Viele Menschen haben mitgemacht bei der Veranstaltung.
Das zeigt:
Prävention ist schon sehr wichtig im Landkreis.

"Prävention ist gut für die Zukunft von unserer Region.
Prävention heißt:
Man macht etwas gegen eine Krankheit.
Dann bekommt man die Krankheit nicht.
Gesundheit ist wichtig für alle Menschen.
Die Menschen sollen gesund leben können.
Und sie sollen gesund lernen und arbeiten können.
Das soll in unserem Landkreis möglich sein.
Dafür arbeiten schon viele Menschen in unserem Landkreis.
Diese Menschen machen Präventions-Arbeit.
Die Konferenz heute zeigt:
Die Menschen können zusammen arbeiten.
Und die Menschen können sich austauschen."

Landrat Martin Neumeyer

Das Bayerische Staats-Ministerium für Gesundheit, Pflege und Prävention hat einen Plan gemacht.
Der Plan heißt: Master-Plan Prävention.
Der Plan wurde auf der Konferenz vorgestellt.
Dabei hat man über die Ziele von dem Plan gesprochen.
Und man hat über die Regeln von dem Plan gesprochen.
Man hat auch darüber gesprochen:
Wie kann man den Plan im Landkreis Kelheim umsetzen?
Der Plan hilft bei der Präventions-Arbeit vor Ort.
Es gibt schon gute Angebote.
Diese Angebote werden durch den Plan besser.
Und es gibt neue Möglichkeiten für die Zusammen-Arbeit.

Es gab auch einen Vortrag über ein besonderes Thema.
Das Thema war: Bewegungs-Förderung in der Stadt.
Bewegungs-Förderung heißt:
Die Menschen sollen sich mehr bewegen.
Wie kann man das machen?
Dafür gibt es Ideen aus der Forschung.
Die Ideen sollen einfach sein.
Und die Menschen sollen die Ideen gut im Alltag benutzen können.

Außerdem hat man über das Landes-Programm Sport vor Ort gesprochen.
Das Landes-Programm ist ein Projekt vom Bundes-Land Bayern.
Das Projekt ist für den Landkreis Kelheim.

"Alle Menschen im Landkreis Kelheim sollen gesund sein.
Das soll auch in Zukunft so bleiben.
Dafür soll Prävention ein Teil vom Alltag werden.
Prävention heißt:
Man tut etwas gegen eine Krankheit.
Dann bekommt man die Krankheit gar nicht erst.
Dabei hilft die Gesundheitsregionplus Landkreis Kelheim.
Die Gesundheitsregionplus bringt die Menschen zusammen."
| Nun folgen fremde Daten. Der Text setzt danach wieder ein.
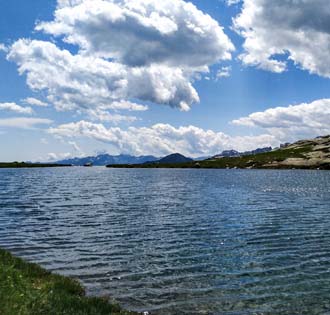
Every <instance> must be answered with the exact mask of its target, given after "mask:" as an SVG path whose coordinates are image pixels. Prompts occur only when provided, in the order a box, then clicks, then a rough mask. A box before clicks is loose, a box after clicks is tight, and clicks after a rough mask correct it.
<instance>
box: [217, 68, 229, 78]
mask: <svg viewBox="0 0 330 315" xmlns="http://www.w3.org/2000/svg"><path fill="white" fill-rule="evenodd" d="M230 73H231V67H230V66H227V67H222V68H220V69H219V70H218V72H217V75H216V77H217V79H221V78H228V77H230Z"/></svg>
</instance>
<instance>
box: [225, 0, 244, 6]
mask: <svg viewBox="0 0 330 315" xmlns="http://www.w3.org/2000/svg"><path fill="white" fill-rule="evenodd" d="M240 2H241V0H227V1H226V3H227V5H229V6H231V5H234V4H238V3H240Z"/></svg>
Franziska Häffner, Geschäfts-Stellen-Leiterin Gesundheitsregionplus Landkreis Kelheim

Danach gab es eine Diskussions-Runde.
Dabei ging es um die Präventions-Arbeit im Landkreis.
Präventions-Arbeit heißt:
Man will Probleme verhindern.
Dafür macht man bestimmte Sachen.
Die Teilnehmer haben gezeigt:
Diese Sachen gibt es schon.
Und sie haben gesagt:
Das brauchen wir noch.
Die Teilnehmer haben erste Ideen für eine Zusammen-Arbeit gemacht.

Die Teilnehmer haben offen miteinander gesprochen.
Dabei hat man gemerkt:
Alle wollen die Präventions-Arbeit zusammen machen.

Diesen Text hat ein Computer in Leichte Sprache übertragen. Der Text ist nicht durch Menschen mit Behinderungen geprüft worden.